New version pushed, mostly different in having some documentation, which I’ll quote:

2 Likes

I don’t think that the spec before 0.7.5 said that text mode unicode files should be UTF-32, I think it was mostly up to the platform. @zarf could confirm though.

You’re right; I’ll correct it. Glk 0.7.4 spec, section 5.6.3 has:

In text mode, the file is written and read in a platform-dependent way, which may or may not handle all Unicode characters. A text-mode file created with glk_stream_open_file_uni() may have the same format as a text-mode file created with glk_stream_open_file(); or it may use a more Unicode-friendly format.)
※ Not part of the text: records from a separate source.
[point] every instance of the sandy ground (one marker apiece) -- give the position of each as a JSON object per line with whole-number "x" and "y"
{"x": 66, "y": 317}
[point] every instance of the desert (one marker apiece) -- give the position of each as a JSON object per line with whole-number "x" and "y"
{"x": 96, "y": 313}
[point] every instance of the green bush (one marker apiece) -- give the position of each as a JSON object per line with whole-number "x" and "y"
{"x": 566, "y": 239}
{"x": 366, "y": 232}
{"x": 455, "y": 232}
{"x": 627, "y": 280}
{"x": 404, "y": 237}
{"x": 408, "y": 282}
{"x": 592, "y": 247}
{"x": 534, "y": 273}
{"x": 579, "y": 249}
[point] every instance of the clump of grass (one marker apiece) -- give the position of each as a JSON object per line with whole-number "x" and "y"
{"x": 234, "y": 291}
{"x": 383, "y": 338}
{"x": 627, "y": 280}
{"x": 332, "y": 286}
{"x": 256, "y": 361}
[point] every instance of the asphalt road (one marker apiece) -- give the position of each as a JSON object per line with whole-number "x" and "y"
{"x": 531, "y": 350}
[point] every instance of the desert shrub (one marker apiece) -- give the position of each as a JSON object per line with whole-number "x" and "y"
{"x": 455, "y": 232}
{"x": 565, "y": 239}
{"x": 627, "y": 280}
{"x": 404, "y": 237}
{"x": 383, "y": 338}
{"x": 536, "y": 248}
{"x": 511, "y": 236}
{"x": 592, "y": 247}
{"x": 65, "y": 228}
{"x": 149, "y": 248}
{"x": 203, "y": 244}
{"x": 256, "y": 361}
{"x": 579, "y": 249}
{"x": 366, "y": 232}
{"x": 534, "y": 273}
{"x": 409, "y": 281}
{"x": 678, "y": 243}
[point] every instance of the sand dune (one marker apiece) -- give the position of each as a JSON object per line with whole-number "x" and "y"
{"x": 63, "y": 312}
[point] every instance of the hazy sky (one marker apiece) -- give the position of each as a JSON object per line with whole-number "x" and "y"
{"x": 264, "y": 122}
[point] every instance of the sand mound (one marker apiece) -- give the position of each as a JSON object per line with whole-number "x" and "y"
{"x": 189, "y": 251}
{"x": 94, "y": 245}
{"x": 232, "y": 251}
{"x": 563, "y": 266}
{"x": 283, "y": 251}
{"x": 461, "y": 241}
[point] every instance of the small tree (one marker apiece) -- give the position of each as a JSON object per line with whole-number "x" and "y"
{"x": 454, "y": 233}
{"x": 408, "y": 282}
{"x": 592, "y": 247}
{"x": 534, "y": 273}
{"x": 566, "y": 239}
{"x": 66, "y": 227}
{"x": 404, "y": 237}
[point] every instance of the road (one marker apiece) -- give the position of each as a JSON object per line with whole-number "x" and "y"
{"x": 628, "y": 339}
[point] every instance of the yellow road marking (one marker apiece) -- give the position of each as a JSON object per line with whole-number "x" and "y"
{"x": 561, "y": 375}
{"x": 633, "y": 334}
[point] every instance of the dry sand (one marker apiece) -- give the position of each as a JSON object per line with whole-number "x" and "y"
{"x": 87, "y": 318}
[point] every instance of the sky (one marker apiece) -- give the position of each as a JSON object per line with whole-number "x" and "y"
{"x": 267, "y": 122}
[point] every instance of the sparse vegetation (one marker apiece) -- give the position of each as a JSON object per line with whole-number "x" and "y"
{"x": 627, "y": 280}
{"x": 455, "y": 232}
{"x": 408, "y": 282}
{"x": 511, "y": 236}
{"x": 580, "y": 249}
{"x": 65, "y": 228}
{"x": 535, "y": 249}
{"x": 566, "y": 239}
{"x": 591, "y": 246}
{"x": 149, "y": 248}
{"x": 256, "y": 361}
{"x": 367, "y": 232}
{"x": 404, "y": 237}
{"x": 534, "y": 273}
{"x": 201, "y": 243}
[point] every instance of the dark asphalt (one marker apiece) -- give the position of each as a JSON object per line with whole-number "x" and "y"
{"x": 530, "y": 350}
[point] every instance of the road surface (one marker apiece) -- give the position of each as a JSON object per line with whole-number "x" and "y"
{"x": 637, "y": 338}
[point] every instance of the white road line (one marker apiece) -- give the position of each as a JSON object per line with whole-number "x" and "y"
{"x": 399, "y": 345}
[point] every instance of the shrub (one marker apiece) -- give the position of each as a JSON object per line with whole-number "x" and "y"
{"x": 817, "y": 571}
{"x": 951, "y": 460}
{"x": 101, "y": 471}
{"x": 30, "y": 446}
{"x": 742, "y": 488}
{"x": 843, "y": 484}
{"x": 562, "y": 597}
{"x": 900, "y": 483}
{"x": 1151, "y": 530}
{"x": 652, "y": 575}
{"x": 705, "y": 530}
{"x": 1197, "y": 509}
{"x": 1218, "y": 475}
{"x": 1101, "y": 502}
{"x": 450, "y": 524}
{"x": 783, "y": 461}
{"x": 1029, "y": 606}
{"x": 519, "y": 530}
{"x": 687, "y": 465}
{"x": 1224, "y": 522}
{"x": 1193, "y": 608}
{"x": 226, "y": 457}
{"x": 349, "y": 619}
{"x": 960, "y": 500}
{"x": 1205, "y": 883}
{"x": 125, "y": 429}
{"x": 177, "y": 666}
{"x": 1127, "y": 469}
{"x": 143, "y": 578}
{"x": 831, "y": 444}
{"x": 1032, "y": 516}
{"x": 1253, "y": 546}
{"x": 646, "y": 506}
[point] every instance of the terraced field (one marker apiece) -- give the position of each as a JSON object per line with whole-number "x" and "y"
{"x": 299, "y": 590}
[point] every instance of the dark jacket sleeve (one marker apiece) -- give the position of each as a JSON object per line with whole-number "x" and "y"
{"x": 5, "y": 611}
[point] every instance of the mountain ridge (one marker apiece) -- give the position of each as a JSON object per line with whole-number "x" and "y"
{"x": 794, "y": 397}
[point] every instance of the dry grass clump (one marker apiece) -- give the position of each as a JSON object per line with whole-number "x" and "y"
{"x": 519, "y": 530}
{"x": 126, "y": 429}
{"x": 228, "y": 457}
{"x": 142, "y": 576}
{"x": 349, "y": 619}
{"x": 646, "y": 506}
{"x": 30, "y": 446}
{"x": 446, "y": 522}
I hadn’t looked closely enough and had basically just checked for the absence of this, which is in 0.7.5 section 5.6.3

Though 0.7.5 still has

When writing in text mode, character data is written in an encoding appropriate to the platform; this may be Latin-1 or some other format. Newlines may be converted to other line break sequences. Unicode values may be stored exactly, approximated, or abbreviated, depending on what the platform’s text files support.

And both of them have:

The whole exercise left me having a crisis of faith as to whether 0.7.5 really did dictate UTF-8 for unicode text after all. But I think it does.

The “Why not UTF-8” paragraph is old. I should have updated that, sorry.

1 Like

Next version I’ll leave out everything about the Glk version beyond noting that 0.7.5 calls for UTF-8 for unicode text and 0.7.4 left it implementation dependent, and then just discuss the Glk implementations and the applications in terms of whether they use UTF-8 or not. (As well as noting that this is mostly a concern for opening a file in a different application and can be basically ignored if you’re not switching amongst different applications looking at the same file.)

ok, now it says:

1 Like

…and now I think I even have utf-8 text unicode files working in glkterm and glktermw!

Edited: added links to repos, but for entertainment purposes only… I’m not claiming these are close to ready for real use.